Flags on the play in Indy

That all-but-complete $687 million Indianapolis Colts stadium project remains everything but done, as Mayor Bart Peterson says "fairly significant issues" have forced the postponement of a planned August 1 groundbreaking. Peterson didn't provide details, but did indicate that a planned $3 ticket tax is "a deal-breaker" for the Colts - which would be a pretty significant issue indeed, since the ticket tax is one of the only chunks of stadium change that would come out of the team's pocket instead of taxpayers'.

Meanwhile, Indianapolis Star sports columnist Bob Kravitz has penned an extraordinary mea culpa on his prior support for the Colts stadium plan:

The city opened pools later and will close them earlier in the season because there's no money.
The city is going to cut dozens of police and firefighters out of the payroll by attrition, with the threat of layoffs in the future.
There are dwindling resources to fund pensions for those same police and firefighters.
Meanwhile, we've just come through a recent 32-day stretch in which four young people have been shot to death in Indy.
More police, or more club seats? ...
It's a question of civic priorities. We can find the will to raise taxes for a Convention Center/stadium project, but we can't find the money to fund essential city services.

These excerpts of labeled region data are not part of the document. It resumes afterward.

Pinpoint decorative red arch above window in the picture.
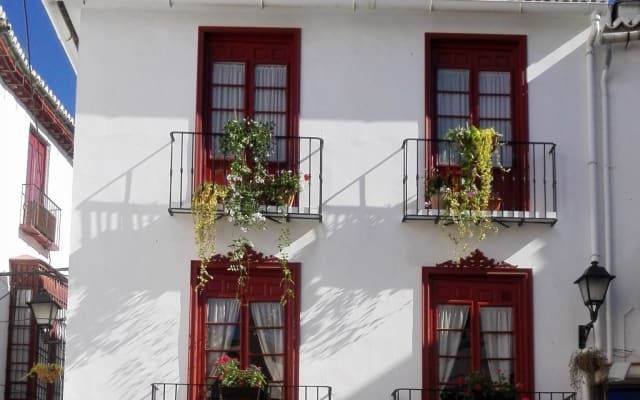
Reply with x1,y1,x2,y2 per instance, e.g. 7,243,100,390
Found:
422,250,533,391
189,249,300,398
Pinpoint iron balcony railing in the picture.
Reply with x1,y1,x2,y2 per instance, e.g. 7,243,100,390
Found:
169,132,324,220
20,184,61,250
151,383,332,400
391,388,577,400
402,139,558,225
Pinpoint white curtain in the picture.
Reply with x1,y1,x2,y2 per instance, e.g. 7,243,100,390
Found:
251,303,284,381
438,304,469,382
480,307,513,381
254,64,288,161
436,68,469,164
207,299,240,374
478,71,513,167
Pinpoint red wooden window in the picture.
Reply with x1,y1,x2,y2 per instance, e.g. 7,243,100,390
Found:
196,28,300,183
25,128,47,201
426,34,528,210
423,258,533,391
190,259,300,398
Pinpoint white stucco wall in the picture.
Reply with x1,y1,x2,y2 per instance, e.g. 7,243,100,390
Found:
0,76,72,399
65,7,640,400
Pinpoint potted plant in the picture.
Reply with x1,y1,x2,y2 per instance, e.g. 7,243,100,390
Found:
442,125,501,252
425,166,453,209
213,355,267,400
569,347,607,392
193,118,302,303
24,363,64,383
440,370,522,400
269,169,302,206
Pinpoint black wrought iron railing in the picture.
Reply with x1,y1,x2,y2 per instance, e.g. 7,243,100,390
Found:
402,139,558,225
20,184,61,250
391,388,577,400
169,132,324,220
151,383,332,400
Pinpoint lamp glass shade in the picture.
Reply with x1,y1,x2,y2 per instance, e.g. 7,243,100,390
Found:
27,291,60,329
574,261,615,321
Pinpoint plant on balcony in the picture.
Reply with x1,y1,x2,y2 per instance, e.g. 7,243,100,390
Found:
434,126,501,254
440,370,521,400
264,170,308,207
569,348,607,392
425,166,453,209
198,119,301,303
191,182,227,290
24,363,64,383
213,355,267,389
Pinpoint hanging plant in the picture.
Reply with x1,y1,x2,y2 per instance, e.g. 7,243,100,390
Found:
23,363,64,383
220,119,273,232
569,348,607,392
191,183,227,290
215,119,306,303
436,126,501,258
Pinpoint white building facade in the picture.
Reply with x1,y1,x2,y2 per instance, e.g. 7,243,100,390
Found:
45,0,640,400
0,7,74,399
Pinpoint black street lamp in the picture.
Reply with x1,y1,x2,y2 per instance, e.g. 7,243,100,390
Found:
27,290,60,333
573,261,615,349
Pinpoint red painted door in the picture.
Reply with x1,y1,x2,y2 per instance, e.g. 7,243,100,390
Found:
25,131,47,201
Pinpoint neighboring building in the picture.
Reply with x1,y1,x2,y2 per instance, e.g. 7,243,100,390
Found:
0,7,74,400
45,0,640,400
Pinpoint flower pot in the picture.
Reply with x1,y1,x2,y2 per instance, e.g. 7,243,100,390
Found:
429,193,445,210
220,386,260,400
488,196,502,211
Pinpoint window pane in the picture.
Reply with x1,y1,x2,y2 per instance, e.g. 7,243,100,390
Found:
255,64,287,88
213,62,244,85
438,93,469,118
206,299,240,374
437,68,469,92
480,96,511,119
478,71,511,94
249,302,284,382
254,89,287,113
480,307,513,381
211,86,244,111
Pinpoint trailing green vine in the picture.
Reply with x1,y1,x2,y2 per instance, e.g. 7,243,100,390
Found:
220,119,301,304
191,183,227,290
441,126,500,258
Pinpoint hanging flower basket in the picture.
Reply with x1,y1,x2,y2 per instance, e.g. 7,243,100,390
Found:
24,363,64,383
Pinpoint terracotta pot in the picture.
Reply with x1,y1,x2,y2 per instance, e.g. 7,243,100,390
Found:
220,386,260,400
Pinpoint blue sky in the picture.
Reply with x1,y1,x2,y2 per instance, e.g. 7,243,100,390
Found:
0,0,76,115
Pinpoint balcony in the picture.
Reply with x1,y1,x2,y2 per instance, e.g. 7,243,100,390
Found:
169,132,324,221
391,388,578,400
20,185,60,250
402,139,558,226
151,383,332,400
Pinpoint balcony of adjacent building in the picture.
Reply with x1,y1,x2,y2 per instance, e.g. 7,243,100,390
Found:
151,383,332,400
402,139,558,226
20,184,61,250
169,132,323,221
391,388,578,400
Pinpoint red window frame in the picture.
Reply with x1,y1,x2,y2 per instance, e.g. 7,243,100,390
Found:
425,33,529,211
25,127,47,203
422,255,534,393
189,252,300,395
194,27,300,186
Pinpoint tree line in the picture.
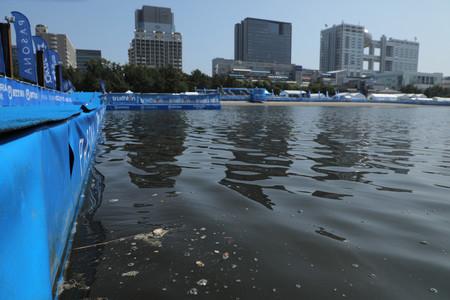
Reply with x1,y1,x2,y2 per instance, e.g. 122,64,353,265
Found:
63,59,300,93
63,59,450,98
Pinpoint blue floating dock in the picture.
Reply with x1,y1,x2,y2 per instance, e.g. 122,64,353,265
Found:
0,77,105,299
102,93,221,110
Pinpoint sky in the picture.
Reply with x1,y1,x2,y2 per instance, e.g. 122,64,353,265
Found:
0,0,450,76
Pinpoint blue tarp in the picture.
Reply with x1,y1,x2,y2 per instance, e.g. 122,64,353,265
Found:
0,77,105,299
0,77,100,134
0,102,104,299
102,93,221,110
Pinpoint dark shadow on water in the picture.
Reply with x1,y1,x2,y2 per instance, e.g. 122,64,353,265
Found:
60,167,106,299
219,107,293,209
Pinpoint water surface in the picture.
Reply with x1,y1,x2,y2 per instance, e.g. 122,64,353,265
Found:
61,106,450,300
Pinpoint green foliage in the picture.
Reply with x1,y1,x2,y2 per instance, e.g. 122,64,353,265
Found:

Kravitz even asks - and answers - the question that must be on his readers' minds:

So where have you been all this time? Why the rhetoric now? What purpose is there when the deed is essentially done?
Fair questions.
And I have no good answers.
This should have been written far earlier. The harder questions should have been asked earlier, if only to elicit more persuasive answers. But I fell in line. I let my personal desire to keep the Colts -- for obvious reasons -- cloud my judgment on the issue. And in a city whose landscape has changed for the better with major civic projects, I didn't have the fortitude to challenge a time-tested formula.
So, I'm guilty as charged.

COMMENTS

Wow, Sid Hartman must be rolling in his grave. Oh, wait......
Posted by: leftwingcracker at July 16, 2005 04:04 PM

"The harder questions should have been asked earlier, if only to elicit more persuasive answers." This should be the case in every stadium debate, yet rarely transpires. Maybe some newspaper editors should explain why this is.